Biden Admin Approves $238 Million Loan Cancellation for Former Beauty School Students

Biden Admin Approves $238 Million Loan Cancellation for Former Beauty School Students
U.S. Education Secretary Miguel Cardona delivers remarks in Washington, on Jan. 27, 2022. (Chip Somodevilla/Getty Images)
Bill Pan

The Biden administration said it will discharge a total of $238 million in student loan debt for those who attended a now-defunct beauty school that failed to teach them how to cut hair.

The U.S. Department of Education in 2016 stripped the Marinello Schools of Beauty, a for-profit school chain with 56 campuses across the nation, of federal funding because of "pervasive and widespread misconduct."

According to the department, Marinello made "widespread, substantial misrepresentations" about the education it offered, and failed to train students in key cosmetology skills, such as how to cut hair.

"As a result, students would have found it extremely difficult to pass necessary state licensing tests and receive the promised return on their educational investment," the department said, noting that class-action lawsuits filed in Nevada and California alleged that the school "used salons as profit centers and exploited students as a source of unpaid labor."

The Federal Student Aid (FSA), which oversees the $1.6 trillion portfolio of federal student loans, said it would provide forgiveness via its borrower defense program to students who attended the school from 2009 through 2016. The program cancels the debt of those who can prove they were defrauded by their schools.

Typically, students need to file borrower defense claims on their own in order to have their debt wiped out. But this time, the FSA said it will offer a group discharge for 28,000 borrowers, including those who hadn't yet applied for borrower defense, the first time it has done so since 2017.
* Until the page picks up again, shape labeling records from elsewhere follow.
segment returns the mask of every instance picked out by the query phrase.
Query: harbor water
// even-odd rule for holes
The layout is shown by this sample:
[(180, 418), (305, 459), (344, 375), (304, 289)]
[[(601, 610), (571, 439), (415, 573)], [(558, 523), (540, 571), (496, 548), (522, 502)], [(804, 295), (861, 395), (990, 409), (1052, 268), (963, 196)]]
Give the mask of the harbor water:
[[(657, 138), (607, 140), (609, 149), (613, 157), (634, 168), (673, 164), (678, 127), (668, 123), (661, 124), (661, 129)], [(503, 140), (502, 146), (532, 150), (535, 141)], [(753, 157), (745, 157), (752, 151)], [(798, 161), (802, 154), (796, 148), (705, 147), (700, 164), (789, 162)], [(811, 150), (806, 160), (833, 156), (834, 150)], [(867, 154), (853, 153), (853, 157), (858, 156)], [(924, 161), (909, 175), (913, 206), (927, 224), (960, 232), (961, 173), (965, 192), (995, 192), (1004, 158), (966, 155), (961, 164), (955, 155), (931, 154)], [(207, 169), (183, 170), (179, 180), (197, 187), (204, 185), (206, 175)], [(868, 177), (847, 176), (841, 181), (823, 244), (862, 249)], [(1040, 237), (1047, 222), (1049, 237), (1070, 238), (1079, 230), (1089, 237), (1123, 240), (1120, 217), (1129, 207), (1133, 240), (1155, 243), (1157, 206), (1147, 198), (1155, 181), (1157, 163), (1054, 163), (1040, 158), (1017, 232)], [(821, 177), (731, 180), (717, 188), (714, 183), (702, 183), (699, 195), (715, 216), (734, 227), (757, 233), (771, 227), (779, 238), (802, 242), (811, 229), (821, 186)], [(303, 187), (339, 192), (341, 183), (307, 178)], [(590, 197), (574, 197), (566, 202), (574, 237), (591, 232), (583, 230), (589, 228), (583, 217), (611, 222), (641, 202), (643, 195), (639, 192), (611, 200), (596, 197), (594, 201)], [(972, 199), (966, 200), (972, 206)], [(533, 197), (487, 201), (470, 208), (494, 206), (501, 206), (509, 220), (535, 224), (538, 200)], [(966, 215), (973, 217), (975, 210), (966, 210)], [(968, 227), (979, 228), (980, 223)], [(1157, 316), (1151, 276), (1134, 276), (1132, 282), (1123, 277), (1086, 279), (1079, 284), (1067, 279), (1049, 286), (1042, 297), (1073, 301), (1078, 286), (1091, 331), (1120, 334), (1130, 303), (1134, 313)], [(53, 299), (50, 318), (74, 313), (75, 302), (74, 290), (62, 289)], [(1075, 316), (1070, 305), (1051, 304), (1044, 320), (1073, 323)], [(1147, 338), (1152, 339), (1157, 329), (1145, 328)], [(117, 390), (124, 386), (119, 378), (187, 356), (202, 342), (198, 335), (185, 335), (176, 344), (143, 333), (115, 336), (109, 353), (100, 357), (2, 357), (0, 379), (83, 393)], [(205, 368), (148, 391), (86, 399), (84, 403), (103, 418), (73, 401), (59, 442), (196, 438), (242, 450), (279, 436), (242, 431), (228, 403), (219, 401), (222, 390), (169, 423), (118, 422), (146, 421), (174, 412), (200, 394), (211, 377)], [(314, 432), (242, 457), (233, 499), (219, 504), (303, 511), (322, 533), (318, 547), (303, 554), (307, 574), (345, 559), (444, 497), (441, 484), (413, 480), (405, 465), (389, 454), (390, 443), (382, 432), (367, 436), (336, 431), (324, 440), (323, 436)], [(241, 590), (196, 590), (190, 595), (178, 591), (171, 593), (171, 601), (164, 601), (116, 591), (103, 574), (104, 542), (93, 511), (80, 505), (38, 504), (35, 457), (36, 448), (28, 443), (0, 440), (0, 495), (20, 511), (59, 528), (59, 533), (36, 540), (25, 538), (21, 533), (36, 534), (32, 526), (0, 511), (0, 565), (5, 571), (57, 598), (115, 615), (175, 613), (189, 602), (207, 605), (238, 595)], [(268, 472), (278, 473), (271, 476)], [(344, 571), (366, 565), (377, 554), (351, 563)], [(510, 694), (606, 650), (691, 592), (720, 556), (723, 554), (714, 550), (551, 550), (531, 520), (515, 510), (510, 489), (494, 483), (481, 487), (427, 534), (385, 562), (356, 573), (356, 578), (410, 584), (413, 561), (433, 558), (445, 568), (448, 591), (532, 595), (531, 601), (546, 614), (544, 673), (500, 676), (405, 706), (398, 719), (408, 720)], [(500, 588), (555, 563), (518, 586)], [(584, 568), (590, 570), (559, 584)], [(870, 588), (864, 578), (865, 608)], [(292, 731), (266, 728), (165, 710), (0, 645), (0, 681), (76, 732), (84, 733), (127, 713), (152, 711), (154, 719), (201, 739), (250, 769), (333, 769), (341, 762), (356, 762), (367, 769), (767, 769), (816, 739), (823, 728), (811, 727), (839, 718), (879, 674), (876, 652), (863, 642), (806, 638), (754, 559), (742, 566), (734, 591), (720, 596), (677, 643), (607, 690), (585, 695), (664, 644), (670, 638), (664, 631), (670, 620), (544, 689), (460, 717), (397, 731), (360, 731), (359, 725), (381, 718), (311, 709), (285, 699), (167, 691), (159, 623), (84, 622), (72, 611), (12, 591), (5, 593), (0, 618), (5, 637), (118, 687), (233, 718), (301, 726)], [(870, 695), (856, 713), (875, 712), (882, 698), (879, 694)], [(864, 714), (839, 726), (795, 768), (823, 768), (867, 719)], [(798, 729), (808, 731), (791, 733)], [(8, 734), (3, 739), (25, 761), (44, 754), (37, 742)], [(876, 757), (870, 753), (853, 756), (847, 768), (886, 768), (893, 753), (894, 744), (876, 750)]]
Including Thursday's actions, the Education Department has now approved more than $18.5 billion in loan discharges for more than 750,000 borrowers, including $1.2 billion for those who attended now-defunct ITT Technical Institutes, and about $2 billion for 105,000 students who claimed to be defrauded by other schools.

The announcement comes as President Joe Biden says he'll make a decision about student loan forgiveness in the coming weeks.

"I am not considering $50,000 in debt reduction, but I'm in the process of taking a hard look at whether there will be debt forgiveness, and I'll have an answer in the next couple weeks," Biden said at a White House press conference.

This departs from the proposal by Senate Majority Leader Chuck Schumer (D-N.Y.), who has been calling on Biden to use his executive power to erase up to $50,000 in federal student loan debt for all borrowers and to make sure that the canceled debt won't be treated as taxable income. Some other Democrats, notably Sen. Elizabeth Warren (D-Mass.) and Reps. Ayanna Pressley (D-Mass.) and Ilhan Omar (D-Minn.), have also advocated for $50,000 in debt relief.